Reading Online Novel

Cockroaches(22)



“I understand. Sorry.”

“Where are you from, frøken Wiig?”

Tonje Wiig looked at him in surprise. Then she gave a strained chuckle. “Is this supposed to be an interrogation, Hole?”

Harry didn’t answer.

“If you absolutely have to know, I grew up in Fredrikstad.”

“That’s what I thought I could hear,” he said with a wink.

The spry woman in reception was leaning back in her chair and holding a bottle of perfume to her nose. When Harry discreetly cleared his throat she gave a start and laughed in embarrassment with her eyes full of water.

“Sorry, the air in Bangkok is very bad,” she explained.

“I’ve noticed. Could you give me the chauffeur’s telephone number?”

She shook her head and snorted. “He hasn’t got a telephone.”

“OK. Has he got a place to live?”

It was meant as a joke, but he could see from her face that she didn’t appreciate it. She wrote down the address and gave him a tiny parting smile.





9


Saturday, January 11


A servant was standing at the door as Harry walked up the drive to the ambassador’s residence. He led Harry through two large rooms, tastefully furnished in cane and teak, to the terrace door, which opened onto the garden behind the house. The orchids sparkled in yellow and blue, and butterflies fluttered past like colored paper under large willow trees offering shade. They found the ambassador’s wife, Hilde Molnes, by an hourglass-shaped swimming pool. She was sitting in a wicker chair wearing a pink robe, a matching drink on the table in front of her, and sunglasses which covered half her face.

“You must be Detective Hole,” she said in a Sunnmøre accent. “Tonje said you were on your way. A drink, Detective?”

“No, thank you.”

“Oh, you must. It’s important to drink in this heat, you know. Think of your liquid levels even if you aren’t thirsty. Here you can dehydrate before your body tells you.”

She removed her sunglasses, and Harry saw, as he had guessed from her raven-black hair and dark skin, that she had brown eyes. They were lively but red-rimmed. Grief or the preprandial drink, Harry thought. Or both.

He estimated her age at mid-forties, but she was well kept. A middle-aged, slightly faded beauty from the upper-middle classes. He had seen them before.

He sat down in the other wicker chair, which wrapped itself around his body as if it had known he was coming.

“In that case I’ll have a glass of water, fru Molnes.”

She informed the servant and sent him off.

“Have you been told that you can go and see your husband now?”

“Yes. Thank you,” she said. Harry noticed a curt undertone. “Now they let me see him. A man I’ve been married to for twenty years.”

The brown eyes had turned black, and Harry reflected that it was probably true that lots of shipwrecked Portuguese and Spanish sailors had drifted ashore on the Sunnmøre coast.

“I’m obliged to ask you some questions,” he said.

“Then you’d better do it now while the gin’s still working.”

She swung a slim, sun-tanned leg over her knee.

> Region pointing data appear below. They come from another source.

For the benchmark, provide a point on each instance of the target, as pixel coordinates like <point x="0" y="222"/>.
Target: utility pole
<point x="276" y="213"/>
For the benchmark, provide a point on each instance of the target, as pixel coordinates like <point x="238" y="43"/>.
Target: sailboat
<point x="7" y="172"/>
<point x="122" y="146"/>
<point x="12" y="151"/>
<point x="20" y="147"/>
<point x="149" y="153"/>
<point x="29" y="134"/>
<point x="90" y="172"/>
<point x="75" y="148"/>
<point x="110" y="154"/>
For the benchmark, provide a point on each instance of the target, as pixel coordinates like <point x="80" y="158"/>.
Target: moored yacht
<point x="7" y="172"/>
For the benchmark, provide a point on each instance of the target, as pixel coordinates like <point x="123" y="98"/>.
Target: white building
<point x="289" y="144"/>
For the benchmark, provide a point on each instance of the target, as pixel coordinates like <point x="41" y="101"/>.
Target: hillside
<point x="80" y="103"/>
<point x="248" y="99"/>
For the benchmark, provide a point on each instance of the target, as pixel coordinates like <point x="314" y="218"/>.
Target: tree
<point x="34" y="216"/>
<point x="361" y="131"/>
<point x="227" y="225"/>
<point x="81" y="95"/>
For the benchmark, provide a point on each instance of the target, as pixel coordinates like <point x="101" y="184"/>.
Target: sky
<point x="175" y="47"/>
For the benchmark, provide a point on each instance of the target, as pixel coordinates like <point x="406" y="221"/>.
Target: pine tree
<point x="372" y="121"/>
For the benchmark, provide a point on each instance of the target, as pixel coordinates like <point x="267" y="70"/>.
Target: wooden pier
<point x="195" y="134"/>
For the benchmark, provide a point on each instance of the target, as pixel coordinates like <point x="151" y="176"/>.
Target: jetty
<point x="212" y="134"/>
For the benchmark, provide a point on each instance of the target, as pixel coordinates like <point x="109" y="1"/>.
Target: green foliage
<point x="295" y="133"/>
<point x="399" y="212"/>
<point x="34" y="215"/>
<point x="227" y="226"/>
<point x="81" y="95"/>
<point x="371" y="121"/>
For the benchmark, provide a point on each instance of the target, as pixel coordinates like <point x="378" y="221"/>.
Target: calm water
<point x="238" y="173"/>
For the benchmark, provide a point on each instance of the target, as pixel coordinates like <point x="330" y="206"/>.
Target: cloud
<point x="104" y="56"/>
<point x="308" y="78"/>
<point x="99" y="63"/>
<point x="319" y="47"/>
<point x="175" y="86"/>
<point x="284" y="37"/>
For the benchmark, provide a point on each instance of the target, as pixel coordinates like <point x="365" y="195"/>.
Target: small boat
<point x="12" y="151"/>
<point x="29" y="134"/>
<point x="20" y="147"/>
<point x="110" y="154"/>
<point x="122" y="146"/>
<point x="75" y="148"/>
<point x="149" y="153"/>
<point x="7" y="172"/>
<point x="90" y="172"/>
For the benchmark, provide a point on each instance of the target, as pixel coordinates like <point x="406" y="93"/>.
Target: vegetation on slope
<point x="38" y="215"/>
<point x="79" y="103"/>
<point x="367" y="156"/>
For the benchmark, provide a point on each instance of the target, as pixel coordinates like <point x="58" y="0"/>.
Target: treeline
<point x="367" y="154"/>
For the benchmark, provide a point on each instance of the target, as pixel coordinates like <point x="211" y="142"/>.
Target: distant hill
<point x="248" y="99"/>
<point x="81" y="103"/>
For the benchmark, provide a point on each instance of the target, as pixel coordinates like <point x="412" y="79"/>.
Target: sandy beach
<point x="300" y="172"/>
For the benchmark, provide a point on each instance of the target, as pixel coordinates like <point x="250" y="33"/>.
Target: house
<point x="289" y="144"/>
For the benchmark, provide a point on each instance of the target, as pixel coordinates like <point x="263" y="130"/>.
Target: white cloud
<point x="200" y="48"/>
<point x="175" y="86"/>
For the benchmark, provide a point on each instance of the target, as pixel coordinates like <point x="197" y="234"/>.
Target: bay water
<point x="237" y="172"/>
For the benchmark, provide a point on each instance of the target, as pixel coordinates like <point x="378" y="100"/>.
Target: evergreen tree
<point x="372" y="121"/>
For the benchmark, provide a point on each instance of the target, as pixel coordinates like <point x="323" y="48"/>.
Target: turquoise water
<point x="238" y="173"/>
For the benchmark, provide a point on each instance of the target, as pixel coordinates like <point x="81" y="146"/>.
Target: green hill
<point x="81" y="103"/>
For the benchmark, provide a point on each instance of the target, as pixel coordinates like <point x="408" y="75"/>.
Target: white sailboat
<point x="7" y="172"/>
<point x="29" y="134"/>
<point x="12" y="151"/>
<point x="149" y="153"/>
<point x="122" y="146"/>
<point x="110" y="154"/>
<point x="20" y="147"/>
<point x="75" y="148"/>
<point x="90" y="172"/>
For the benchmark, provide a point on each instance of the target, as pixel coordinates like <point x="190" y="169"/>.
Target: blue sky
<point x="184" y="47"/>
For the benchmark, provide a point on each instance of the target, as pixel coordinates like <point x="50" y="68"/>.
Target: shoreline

Harry took out a notepad. Not that he needed any notes, but it meant he wouldn’t have to look at her while she answered. As a rule it made talking to next of kin easier.

She told him that her husband had left home in the morning and had not mentioned anything about coming home late, but it was not unusual for something to crop up. When it was ten in the evening and she still hadn’t heard from him she had tried calling, but she didn’t get an answer from either the office or his mobile phone. Nevertheless, she hadn’t been worried. Just after midnight Tonje Wiig had called and said her husband had been found dead in a motel room.

Harry studied Hilde Molnes’s face. She spoke with a firm voice and without any dramatic gestures.

Tonje Wiig had given Hilde Molnes the impression they didn’t know what the cause of death was yet. The next day the embassy had informed her that he had been murdered, but as regards the cause of death instructions from Oslo imposed absolute silence on all of them. That included Hilde Molnes, even though she was not employed by the embassy, because all Norwegian citizens can be forced to maintain silence if state security considerations demand it. She said the latter with deep sarcasm and raised her glass to a skål.

Harry just nodded and took notes. He asked if she was sure he hadn’t left his mobile phone at home, to which she answered she was. On an impulse he asked what kind of mobile phone he had and she replied that she wasn’t sure, but thought it was Finnish.

She couldn’t help him with the name of anyone who might have had a motive for wishing the ambassador dead.